My height is starting to come between us. Dollie has commented on me outgrowing her because we’re no longer close in height. I stand easily a foot over her head these days. It meansshe has to stretch slightly when spoon feeding me frosting from the same spoon she uses herself.
It’s innocent.
To her.
To Dad, it isn’t.
“It’s too much. They are siblings. People are gonna talk.”
Their conversation is whispered, but it isn’t quiet and can be heard from the next room.
“Do you think I don’t know that!”
“I think you need to do more to keep them apart.”
“This isn’t new, Ronan. It’s been this way since they came home.”
“They’re joined at the hip. You can’t deny it’s getting worse. I mean, come on. There was a time when they were okay as long as they were in the same room, but now?—”
“No. They’ve always preferred being close, Ronan. You’re not the one here daily watching them.”
“Exactly. So, I don’t get how you can’t see that they’re literally gonna have to be pried apart.”
“You know what, yeah, it’s a little extreme, but is it that important? He’s withdrawn. There are some days he doesn’t even speak to us. Some days when they won’t leave the bedroom?—”
“That they shouldn’t be sharing. He’s a teen, hitting puberty. Do you want to have to explain some incestuous teen pregnancy to the locals? Do you want me to lose my job?”
“That isn’t going to happen, any of it, and we’ve done other things that risked your career, and your kids being a little co-dependent is hardly the worst of it.”
“We made a mistake, but let’s do right by them now.”
“I am. He needs this. He needs her. And she loves him, more than she does either of us.”
“Because she doesn’t spend time with us. You’re letting guilt rule you. You give in to him every single day because you feel terrible about what happened.”

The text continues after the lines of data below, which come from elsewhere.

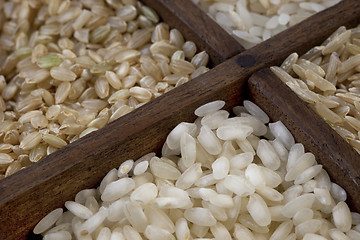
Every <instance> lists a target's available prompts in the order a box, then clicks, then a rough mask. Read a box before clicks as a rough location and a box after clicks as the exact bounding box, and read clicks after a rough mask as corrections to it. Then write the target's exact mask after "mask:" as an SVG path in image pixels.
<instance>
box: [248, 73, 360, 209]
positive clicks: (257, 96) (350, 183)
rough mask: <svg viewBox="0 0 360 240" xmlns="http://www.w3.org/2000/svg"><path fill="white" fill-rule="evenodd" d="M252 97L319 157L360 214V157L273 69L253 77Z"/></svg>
mask: <svg viewBox="0 0 360 240" xmlns="http://www.w3.org/2000/svg"><path fill="white" fill-rule="evenodd" d="M274 92H276V94H274ZM249 95H250V96H251V97H250V99H251V100H253V101H254V102H255V103H256V104H259V105H261V106H262V109H263V110H264V111H265V112H266V113H267V114H268V115H269V117H270V118H271V119H276V120H281V121H282V122H283V123H284V124H285V125H286V126H287V127H288V129H289V130H290V131H291V133H292V134H293V135H294V137H295V140H296V142H301V143H303V144H304V145H305V147H306V150H307V151H310V152H312V153H313V154H314V155H315V156H316V160H317V161H318V162H319V163H320V164H323V166H324V169H325V170H326V171H327V172H328V173H329V175H330V177H331V179H332V181H333V182H336V183H337V184H339V185H340V186H342V187H343V188H344V189H345V190H346V192H347V196H348V203H349V205H350V206H351V209H352V210H353V211H357V212H360V201H359V199H360V155H359V154H358V153H357V152H356V151H355V150H354V149H353V148H352V147H351V146H350V145H349V144H348V143H347V142H346V141H345V140H344V139H343V138H342V137H340V135H339V134H337V133H336V132H335V131H334V130H333V129H332V128H331V127H330V126H329V125H328V124H327V123H326V122H325V121H324V120H323V119H322V118H321V117H320V116H318V115H317V114H316V113H315V112H314V111H313V110H312V109H310V108H309V107H308V106H307V104H306V103H304V102H303V101H302V100H301V99H300V98H298V97H297V96H296V94H295V93H293V92H292V91H291V90H290V88H288V87H287V86H286V85H285V84H284V83H283V82H281V81H280V80H279V79H278V78H277V77H276V76H275V75H274V74H273V73H272V72H271V71H270V69H269V68H266V69H263V70H261V71H259V72H257V73H255V74H254V75H252V76H251V77H250V79H249Z"/></svg>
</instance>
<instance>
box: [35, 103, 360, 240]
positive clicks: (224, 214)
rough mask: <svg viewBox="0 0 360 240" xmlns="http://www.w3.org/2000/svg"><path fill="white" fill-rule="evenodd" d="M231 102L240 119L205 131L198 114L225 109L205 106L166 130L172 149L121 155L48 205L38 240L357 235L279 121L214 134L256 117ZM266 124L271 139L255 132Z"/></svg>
mask: <svg viewBox="0 0 360 240" xmlns="http://www.w3.org/2000/svg"><path fill="white" fill-rule="evenodd" d="M251 104H253V103H251ZM211 105H212V104H210V106H211ZM208 106H209V105H208ZM237 109H241V112H239V115H240V116H235V117H231V118H229V116H230V115H229V114H226V117H224V116H225V114H224V115H223V116H222V118H223V120H222V121H219V120H216V121H217V122H218V126H217V127H214V128H213V129H210V128H209V127H206V125H202V123H201V118H202V119H203V118H207V117H208V116H210V115H212V116H214V115H216V111H218V112H219V111H224V110H220V109H218V110H215V112H214V111H210V112H208V113H206V114H205V116H203V117H199V119H197V120H196V124H193V123H181V124H179V125H178V126H177V127H176V128H174V130H173V131H172V132H171V133H170V134H169V136H170V137H168V140H169V142H170V144H171V145H172V146H173V147H175V148H177V149H176V153H174V152H171V151H168V152H166V153H168V154H169V155H166V156H162V157H157V156H156V155H155V154H154V153H149V154H146V155H144V156H143V157H141V158H139V159H137V160H136V161H133V160H126V161H124V162H123V163H121V164H120V167H119V168H113V169H111V170H110V171H109V172H108V174H107V175H106V176H105V177H104V178H103V180H102V181H101V183H100V186H99V187H98V188H96V189H85V190H82V191H80V192H79V193H78V194H77V195H76V197H75V202H74V201H67V202H66V203H65V207H66V208H67V209H68V210H69V211H66V212H64V213H63V214H62V209H57V210H55V211H56V212H58V213H57V216H52V217H51V215H54V213H51V214H49V216H47V217H45V220H46V223H45V220H42V221H41V222H40V223H39V225H40V228H42V229H40V230H39V226H37V227H36V229H34V231H35V232H36V233H41V234H42V235H43V237H44V239H58V238H60V237H62V238H63V239H69V236H71V237H74V238H76V239H135V240H136V239H156V240H158V239H184V240H185V239H229V240H230V239H271V240H277V239H287V240H290V239H330V237H331V238H333V239H348V238H347V237H349V238H350V239H357V237H358V236H359V235H360V231H359V227H358V223H360V217H359V216H360V214H358V213H354V212H351V211H350V210H349V208H348V206H347V205H346V203H345V202H344V201H345V200H346V193H345V191H344V190H343V189H342V188H341V187H340V186H339V185H336V184H335V183H332V182H331V181H330V178H329V176H328V174H327V173H326V171H325V170H324V169H322V166H321V165H319V164H317V163H316V161H315V157H314V155H313V154H311V153H308V152H305V149H304V146H303V145H302V144H300V143H292V144H291V145H289V146H288V148H289V149H288V148H287V147H285V146H284V145H283V144H282V140H283V138H284V137H283V134H280V133H283V132H284V131H285V130H286V134H285V136H286V139H291V137H292V135H291V137H290V136H288V134H290V132H288V130H287V129H286V127H285V126H284V125H279V123H280V122H277V123H274V124H275V126H280V128H275V129H274V128H273V129H271V130H270V128H268V126H267V125H268V124H267V125H264V126H265V127H266V132H264V133H263V134H262V135H259V136H256V135H254V134H255V132H257V131H258V129H254V132H253V133H251V134H250V135H249V136H247V137H246V138H245V139H243V140H238V139H233V140H225V141H224V140H221V139H219V138H218V137H217V136H216V134H214V132H216V130H217V129H219V128H221V127H222V126H229V124H230V123H231V124H230V126H232V127H233V128H236V127H239V128H242V127H243V126H248V124H249V122H251V121H253V119H254V118H255V117H254V116H252V115H249V114H248V113H245V112H247V111H246V109H245V108H237ZM257 121H259V122H261V121H260V120H259V119H258V120H257ZM234 123H236V124H234ZM261 124H263V123H261ZM258 126H259V128H262V127H261V126H262V125H258ZM204 127H205V128H207V129H206V130H207V131H209V132H211V133H213V134H214V139H216V140H217V141H219V144H220V147H221V148H220V149H221V151H220V152H218V153H213V152H212V151H213V149H210V148H209V149H207V148H206V147H205V146H206V144H204V143H201V142H200V141H199V139H198V137H199V135H200V134H201V131H200V129H202V128H204ZM268 131H272V132H273V134H272V135H270V136H271V139H273V138H274V137H275V139H273V140H268V139H267V137H266V136H264V135H268V133H267V132H268ZM279 132H280V133H279ZM184 139H186V140H189V141H184ZM244 141H248V143H249V144H250V145H249V149H248V150H247V148H242V146H243V145H242V142H244ZM166 144H167V143H165V144H164V145H166ZM187 144H190V145H191V147H189V146H187ZM256 144H257V145H258V146H257V147H253V145H254V146H255V145H256ZM203 145H205V146H203ZM262 145H264V146H266V147H264V146H262ZM273 146H276V147H273ZM189 151H190V152H191V154H190V153H189ZM193 151H195V155H194V153H193ZM266 154H267V155H269V156H270V158H269V157H268V156H267V157H266V156H265V155H266ZM194 156H195V157H194ZM280 156H281V157H280ZM185 158H189V159H191V160H189V159H188V160H185ZM274 159H275V160H274ZM142 165H143V166H142ZM267 165H269V166H267ZM134 166H135V167H134ZM148 166H150V167H148ZM135 172H136V173H137V174H135ZM61 214H62V216H61V217H60V215H61ZM49 219H50V220H49ZM57 219H59V220H57ZM44 224H45V225H44ZM51 227H52V228H51Z"/></svg>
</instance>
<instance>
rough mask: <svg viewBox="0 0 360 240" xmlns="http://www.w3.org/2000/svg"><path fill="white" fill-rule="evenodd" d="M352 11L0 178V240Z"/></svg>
mask: <svg viewBox="0 0 360 240" xmlns="http://www.w3.org/2000/svg"><path fill="white" fill-rule="evenodd" d="M335 14H336V16H341V18H335V17H334V15H335ZM359 17H360V1H358V0H343V1H342V2H341V3H339V4H337V5H335V6H334V7H332V8H329V9H327V10H325V11H323V12H320V13H319V14H317V15H316V16H313V17H310V18H309V19H307V20H305V21H304V22H302V23H300V24H298V25H297V27H296V28H295V27H293V28H289V29H288V30H286V31H285V32H283V33H280V34H278V35H277V36H275V37H273V38H271V39H269V40H267V41H265V42H263V43H261V44H259V45H257V46H256V47H254V48H252V49H249V50H247V51H245V52H242V53H241V54H239V55H237V56H235V57H233V58H231V59H229V60H227V61H225V62H224V63H222V64H219V65H218V66H216V67H215V68H214V69H212V70H211V71H209V72H208V73H206V74H204V75H201V76H200V77H198V78H196V79H193V80H191V81H190V82H188V83H186V84H184V85H182V86H179V87H178V88H176V89H174V90H172V91H170V92H168V93H167V94H166V95H163V96H160V97H158V98H157V99H155V100H153V101H152V102H149V103H147V104H146V105H144V106H142V107H140V108H139V109H136V110H135V111H134V112H131V113H129V114H127V115H125V116H123V117H122V118H120V119H118V120H117V121H114V122H112V123H110V124H109V125H108V126H106V127H105V128H103V129H100V130H98V131H96V132H93V133H91V134H89V135H88V136H85V137H84V138H82V139H80V140H78V141H75V142H74V143H72V144H69V145H68V146H66V147H64V148H63V149H60V150H59V151H57V152H55V153H53V154H51V155H49V156H48V157H46V158H45V159H44V160H42V161H40V162H39V163H37V164H35V165H33V166H30V167H28V168H26V169H24V170H22V171H20V172H18V173H15V174H14V175H12V176H9V177H7V178H5V179H3V180H1V181H0V239H6V240H8V239H25V238H26V235H27V233H28V232H29V231H30V230H31V229H32V228H33V227H34V226H35V224H36V223H37V222H38V221H39V220H40V219H41V218H42V217H43V216H44V215H45V214H46V213H48V212H50V211H51V210H52V209H54V208H56V207H62V206H63V204H64V202H65V201H67V200H70V199H73V198H74V196H75V194H76V193H77V192H78V191H80V190H81V189H85V188H91V187H94V186H97V184H99V182H100V181H101V179H102V177H103V176H104V175H105V174H106V173H107V172H108V171H109V170H110V169H112V168H114V167H118V166H119V165H120V162H121V161H124V160H126V159H128V158H135V159H136V158H137V157H140V156H141V155H143V154H145V153H148V152H149V151H154V150H157V151H159V150H160V148H161V145H162V143H163V142H164V140H165V138H166V135H167V134H168V132H169V131H170V130H171V129H172V128H173V127H175V126H176V125H177V124H178V123H179V122H181V121H192V120H194V116H193V114H192V112H193V110H194V109H195V108H196V107H198V106H200V105H201V104H204V103H206V102H208V101H213V100H216V99H222V100H225V101H227V106H228V108H231V107H232V106H234V105H236V104H238V103H240V101H241V100H242V99H243V95H244V87H243V85H244V84H245V82H246V80H247V79H248V77H249V76H250V75H251V74H252V73H254V72H256V71H257V70H259V69H262V68H264V67H268V66H271V65H275V64H279V63H280V62H281V61H282V60H283V59H285V57H287V56H288V55H289V54H290V53H292V52H294V51H297V52H298V53H299V54H301V53H304V52H305V51H307V50H308V49H310V47H311V46H314V45H315V44H319V43H321V42H322V41H323V40H324V39H326V37H327V36H329V35H330V34H331V33H332V32H333V31H334V30H336V28H338V27H339V26H341V25H345V26H347V27H349V26H355V25H356V24H358V23H359V19H360V18H359ZM319 29H322V30H321V32H319ZM114 156H115V157H114Z"/></svg>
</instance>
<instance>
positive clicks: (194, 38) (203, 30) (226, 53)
mask: <svg viewBox="0 0 360 240" xmlns="http://www.w3.org/2000/svg"><path fill="white" fill-rule="evenodd" d="M142 2H144V3H145V4H147V5H148V6H150V7H152V8H154V9H155V10H156V11H157V12H158V13H159V14H160V15H161V17H162V19H164V21H165V22H166V23H167V24H169V26H171V27H175V28H177V29H178V30H179V31H180V32H181V33H182V34H183V35H184V37H185V38H186V39H192V41H194V42H196V44H197V46H198V47H199V48H200V49H202V50H205V51H207V53H209V55H210V57H211V61H212V63H213V64H214V65H217V64H219V63H222V62H223V61H225V60H226V59H229V58H230V57H232V56H235V55H236V54H238V53H240V52H242V51H244V48H243V47H242V46H241V45H240V43H239V42H238V41H236V40H235V39H234V38H233V37H231V36H230V35H229V34H228V33H227V32H226V31H225V30H224V29H222V28H221V27H220V26H219V25H218V24H217V23H216V22H215V21H213V20H212V19H211V18H210V17H208V16H207V15H206V13H205V12H204V11H202V10H201V9H200V8H199V7H197V6H196V5H195V4H194V3H193V2H192V0H186V1H174V0H157V1H153V0H143V1H142Z"/></svg>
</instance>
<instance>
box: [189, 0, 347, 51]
mask: <svg viewBox="0 0 360 240" xmlns="http://www.w3.org/2000/svg"><path fill="white" fill-rule="evenodd" d="M192 1H193V2H194V3H196V4H198V5H199V6H200V7H201V8H202V9H204V10H205V11H206V12H207V13H208V15H209V16H210V17H212V18H213V19H214V20H215V21H216V22H217V23H218V24H219V25H220V26H222V27H223V28H224V29H225V30H226V31H227V32H228V33H230V34H231V35H232V36H234V37H235V38H236V39H237V40H238V41H239V42H240V43H241V44H242V45H243V46H244V47H245V48H251V47H253V46H255V45H256V44H258V43H260V42H262V41H265V40H267V39H269V38H271V37H272V36H274V35H276V34H277V33H279V32H281V31H283V30H285V29H287V28H288V27H291V26H293V25H295V24H296V23H299V22H301V21H303V20H304V19H306V18H308V17H310V16H311V15H313V14H315V13H317V12H320V11H322V10H324V9H326V8H328V7H330V6H333V5H335V4H336V3H338V2H340V0H192Z"/></svg>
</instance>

“I’m not having this conversation here.”
Dollie feeds me another spoonful, and I just know these American buttercreams are gonna be sparse by the time Mom gets around to decorating them.
“Fine.”
Dad’s creaky shoes move over the floor, heading our way.
“You know,” Mom stops him with her words, those shoes that test my patience, silencing. “I sometimes wonder if it’s guilt that stops you from bonding with him.”
“It’s time, Gen. I’m overworked.”
“You have time for Dollancie. You greeted Dollancie. But she wasn’t the one who was sexually assaulted, and that’s why you see him differently. He needs you. I need you to be there for him.”
Dad says nothing in return, but neither of them enter the room with us.
Are you okay?Dollie signs, using the hand movements Mom has taught us recently.
I nod.
Big blue eyes question me, her disbelief sitting on pulled-down eyebrows.
Her arms band around my waist. “I love you.”